浦和の皆さんが好きな街であり続けるためのお店づくりとは
さいたま市 浦和区 /「JR浦和駅」 徒歩4分
大熊 あゆ美
━ 何を専門に活動されていますか?
(姉:真理子さん)
今年の2月2日に姉妹(姉:齋藤真理子さん、妹:愛理さん)で花屋カフェをオープンしました。
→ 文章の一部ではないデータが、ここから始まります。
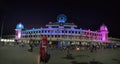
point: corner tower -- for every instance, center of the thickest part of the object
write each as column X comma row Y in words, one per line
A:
column 18, row 30
column 104, row 33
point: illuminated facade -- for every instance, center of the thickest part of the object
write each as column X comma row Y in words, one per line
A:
column 63, row 33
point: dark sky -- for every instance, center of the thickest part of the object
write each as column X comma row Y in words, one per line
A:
column 86, row 14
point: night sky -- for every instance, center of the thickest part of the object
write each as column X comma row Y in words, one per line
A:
column 86, row 14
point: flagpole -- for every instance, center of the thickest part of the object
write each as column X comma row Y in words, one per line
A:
column 1, row 29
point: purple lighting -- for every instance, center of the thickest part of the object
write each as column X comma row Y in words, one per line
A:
column 104, row 32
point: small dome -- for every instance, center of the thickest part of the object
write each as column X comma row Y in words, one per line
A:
column 61, row 18
column 20, row 26
column 103, row 28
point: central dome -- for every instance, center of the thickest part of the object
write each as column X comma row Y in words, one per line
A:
column 61, row 18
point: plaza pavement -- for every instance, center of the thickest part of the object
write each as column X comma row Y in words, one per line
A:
column 20, row 55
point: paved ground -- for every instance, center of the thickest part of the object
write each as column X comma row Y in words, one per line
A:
column 20, row 55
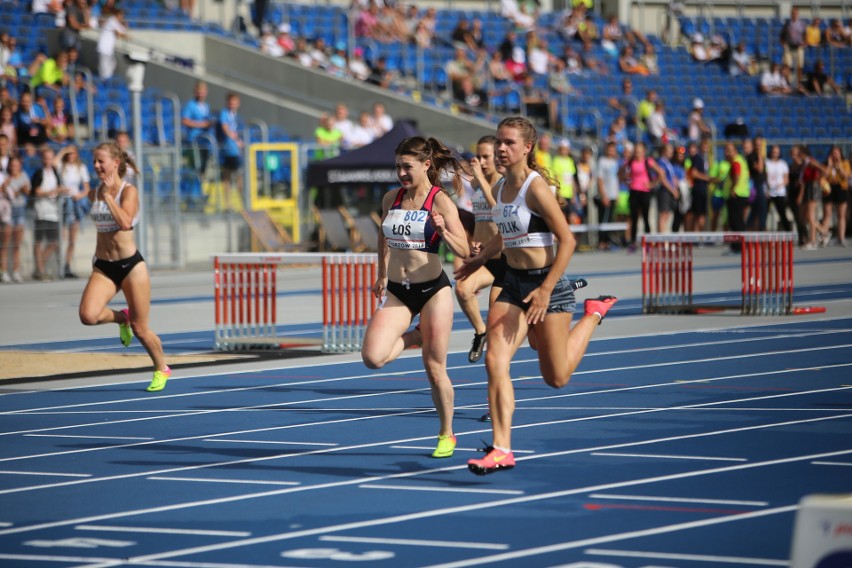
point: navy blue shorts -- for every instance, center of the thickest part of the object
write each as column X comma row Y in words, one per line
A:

カフェとしてはグルテンフリーや植物性のミルクなどを使用して、動物性のバターや小麦粉を使わずプラントベースでカフェやお菓子を作っています。特に浦和ってこういったものを求めている人が多い印象なんですよね。30代以上の女性がメインでご来店いただき、自宅用にお花を飾りたいという方も多いです。それに私が花屋、妹がカフェとそれぞれの専門がありますが、花とカフェって相性が良いんです。お花の「プラント」とプラントベースの「プラント」をかけられたのも面白いし、どうせだったらこだわりを持った形の方がいいよねというのもあって、花屋カフェというだけではなく屋号の後ろに「花屋とプラントベース」という名前もいれています。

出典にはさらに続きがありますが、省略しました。